To use the lambda function, we’ll pass in the DataFrame, the columns we want to group by, and then use the len() function to count the number of unique rows.
The lambda function returns a Series with the number of unique rows in each group.
lambda - column
count_dup = df.groupby('Name').apply(lambda x: len(x.dropna()))
count_dup = count_dup.to_frame(name = 'count').reset_index()
Name | count | |
---|---|---|
0 | John | 10 |
1 | Mary | 5 |
lambda - multiple column
count_dup = df.groupby(['Name', 'Job']).apply(lambda x: len(x.dropna()))
count_dup = count_dup.to_frame(name = 'count').reset_index()
Name | Job | count | |
---|---|---|---|
0 | John | Doctor | 5 |
1 | John | Student | 5 |
2 | Mary | Teacher | 5 |
lambda - total count of duplicates
This counts duplicates across the dataframe. It returns the value and count of how many times the duplicates appears.
count_dup = df.apply(lambda x: ' '
.join([f'[value = {i}, count = {v}]'
for i, v in x.value_counts().iteritems() if v > 1])
)
Name | [value = John, count = 10] [value = Mary, coun… |
---|---|
Age | [value = 30, count = 10] [value = 23, count = 5] |
Gender | [value = M, count = 10] [value = F, count = 5] |
Job | [value = Doctor, count = 5] [value = Teacher, … |
Salary | [value = 100000, count = 5] [value = 50000, co… |
lambda - total count of duplicates
This gives similar result as to the above code but here we import a library to show the output. It shows how many times the duplicate values appear.
from collections import Counter
def count(x):
return {v:c for v, c in x.items() if c > 1}
count_dup = df.apply(lambda x : count(Counter(x)))

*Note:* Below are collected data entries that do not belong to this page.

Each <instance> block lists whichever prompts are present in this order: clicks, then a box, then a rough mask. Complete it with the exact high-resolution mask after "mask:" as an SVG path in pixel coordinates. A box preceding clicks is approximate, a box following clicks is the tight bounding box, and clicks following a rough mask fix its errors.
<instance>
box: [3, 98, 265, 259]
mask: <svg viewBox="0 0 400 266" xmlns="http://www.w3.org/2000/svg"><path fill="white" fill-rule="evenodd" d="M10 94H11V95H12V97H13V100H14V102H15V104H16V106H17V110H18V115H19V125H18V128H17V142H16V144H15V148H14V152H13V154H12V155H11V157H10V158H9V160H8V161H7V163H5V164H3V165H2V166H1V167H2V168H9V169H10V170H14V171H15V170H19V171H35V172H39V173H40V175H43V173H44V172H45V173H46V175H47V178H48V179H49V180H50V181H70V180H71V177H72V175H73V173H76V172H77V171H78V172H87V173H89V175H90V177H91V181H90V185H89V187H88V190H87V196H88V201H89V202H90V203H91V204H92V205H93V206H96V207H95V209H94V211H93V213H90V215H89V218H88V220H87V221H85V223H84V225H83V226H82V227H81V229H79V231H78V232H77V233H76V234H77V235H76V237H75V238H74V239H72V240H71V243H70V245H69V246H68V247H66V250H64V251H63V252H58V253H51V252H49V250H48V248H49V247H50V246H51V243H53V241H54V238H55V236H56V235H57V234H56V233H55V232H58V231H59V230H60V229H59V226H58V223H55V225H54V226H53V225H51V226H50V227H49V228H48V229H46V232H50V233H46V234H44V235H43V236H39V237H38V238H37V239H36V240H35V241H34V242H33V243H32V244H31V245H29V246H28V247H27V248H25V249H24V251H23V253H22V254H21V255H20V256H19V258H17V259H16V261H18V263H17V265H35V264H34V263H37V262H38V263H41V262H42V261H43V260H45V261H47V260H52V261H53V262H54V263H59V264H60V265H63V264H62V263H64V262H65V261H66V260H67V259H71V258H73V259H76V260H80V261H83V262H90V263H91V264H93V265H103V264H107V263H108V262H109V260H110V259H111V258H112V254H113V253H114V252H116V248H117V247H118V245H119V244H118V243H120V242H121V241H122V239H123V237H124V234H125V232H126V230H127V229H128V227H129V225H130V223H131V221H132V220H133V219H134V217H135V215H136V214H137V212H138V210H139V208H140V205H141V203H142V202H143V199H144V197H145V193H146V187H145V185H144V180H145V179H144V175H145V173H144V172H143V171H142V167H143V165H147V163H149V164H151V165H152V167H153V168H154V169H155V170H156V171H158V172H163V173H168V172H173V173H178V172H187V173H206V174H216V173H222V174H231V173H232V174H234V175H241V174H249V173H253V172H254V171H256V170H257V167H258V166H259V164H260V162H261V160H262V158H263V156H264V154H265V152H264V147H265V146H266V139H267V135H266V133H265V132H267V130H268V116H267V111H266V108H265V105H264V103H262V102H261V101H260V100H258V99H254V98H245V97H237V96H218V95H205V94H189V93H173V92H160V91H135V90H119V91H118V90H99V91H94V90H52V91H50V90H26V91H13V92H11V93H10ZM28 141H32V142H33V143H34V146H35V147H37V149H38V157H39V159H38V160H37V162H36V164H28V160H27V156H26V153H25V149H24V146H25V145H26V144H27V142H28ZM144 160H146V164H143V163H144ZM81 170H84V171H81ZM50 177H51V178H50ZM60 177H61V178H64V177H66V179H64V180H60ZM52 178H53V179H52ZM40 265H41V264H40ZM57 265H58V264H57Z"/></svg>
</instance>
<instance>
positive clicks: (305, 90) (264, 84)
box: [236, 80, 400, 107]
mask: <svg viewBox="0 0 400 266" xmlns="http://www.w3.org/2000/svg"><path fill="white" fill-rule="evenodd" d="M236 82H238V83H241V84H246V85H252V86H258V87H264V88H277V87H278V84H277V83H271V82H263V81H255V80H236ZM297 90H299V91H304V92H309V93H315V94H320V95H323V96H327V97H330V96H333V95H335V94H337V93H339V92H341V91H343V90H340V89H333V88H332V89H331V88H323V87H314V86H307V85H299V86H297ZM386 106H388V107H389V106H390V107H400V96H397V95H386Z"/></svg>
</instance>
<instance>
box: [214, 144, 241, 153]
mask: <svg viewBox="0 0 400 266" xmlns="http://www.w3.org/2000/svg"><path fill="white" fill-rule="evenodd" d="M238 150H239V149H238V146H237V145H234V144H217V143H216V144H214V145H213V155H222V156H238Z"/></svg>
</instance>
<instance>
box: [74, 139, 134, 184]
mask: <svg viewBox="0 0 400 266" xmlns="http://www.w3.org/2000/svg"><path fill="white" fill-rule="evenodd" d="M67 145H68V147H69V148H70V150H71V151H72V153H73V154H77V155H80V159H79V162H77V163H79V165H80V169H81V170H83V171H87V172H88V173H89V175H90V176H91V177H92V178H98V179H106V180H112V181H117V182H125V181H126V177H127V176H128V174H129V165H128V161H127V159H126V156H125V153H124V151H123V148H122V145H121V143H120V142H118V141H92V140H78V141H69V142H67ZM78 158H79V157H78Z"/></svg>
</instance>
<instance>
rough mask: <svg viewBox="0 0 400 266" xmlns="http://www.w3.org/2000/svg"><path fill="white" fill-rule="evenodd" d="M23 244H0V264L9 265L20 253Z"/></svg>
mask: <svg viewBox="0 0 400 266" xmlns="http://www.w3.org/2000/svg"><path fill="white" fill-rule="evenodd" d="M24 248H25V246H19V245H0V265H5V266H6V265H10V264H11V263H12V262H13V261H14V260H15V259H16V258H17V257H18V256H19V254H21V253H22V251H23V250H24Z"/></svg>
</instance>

Name | {‘John’: 10, ‘Mary’: 5} |
---|---|
Age | {30: 10, 23: 5} |
Gender | {‘M’: 10, ‘F’: 5} |
Job | {‘Doctor’: 5, ‘Teacher’: 5, ‘Student’: 5} |
Salary | {100000: 5, 50000: 5, 30000: 5} |
duplicated
We’ll discuss is the duplicated
function in this section.
This function takes in the DataFrame and returns a Boolean array of the duplicate rows.
To use the duplicated
function, we’ll pass in the DataFrame and check for duplicates.
By default, for each set of duplicated values, the first occurrence is set on False and all others on True.
duplicated - sum
count_dup = df.duplicated().sum()
count_dup.head()
This outputs the total number of duplicate rows in the dataframe.
Out: 12
duplicated with value_counts
count_dup = df.duplicated().value_counts()
Here, True are the duplicate rows, and False are the unique rows i.e. non-duplicate.
True | 12 |
---|---|
False | 3 |
len with drop_duplicates
We’ll discuss is the len
function with drop_duplicates
function to check the repeating rows in this section.
We will use the len
function to get the count of duplicates on a specific row or the entire DataFrame.
These functions return the length or count of the total number of duplicate single rows in a dataframe.
count of total non-duplicate single rows
len(df.drop_duplicates())
Out: 3
count of total duplicate rows in a column
count_dup = len(df['Job']) - len(df['Job'].drop_duplicates())
Out: 12
count of total duplicate rows in the dataframe
count_dup = len(df) - len(df.drop_duplicates())
Out: 12
So, there are a number of ways to count duplicate rows in a Pandas DataFrame.
Each of these methods has its own advantages and disadvantages, so it’s important to understand the different use cases for each one.
With this knowledge, you should be able to count duplicate rows in your own Pandas DataFrames with ease.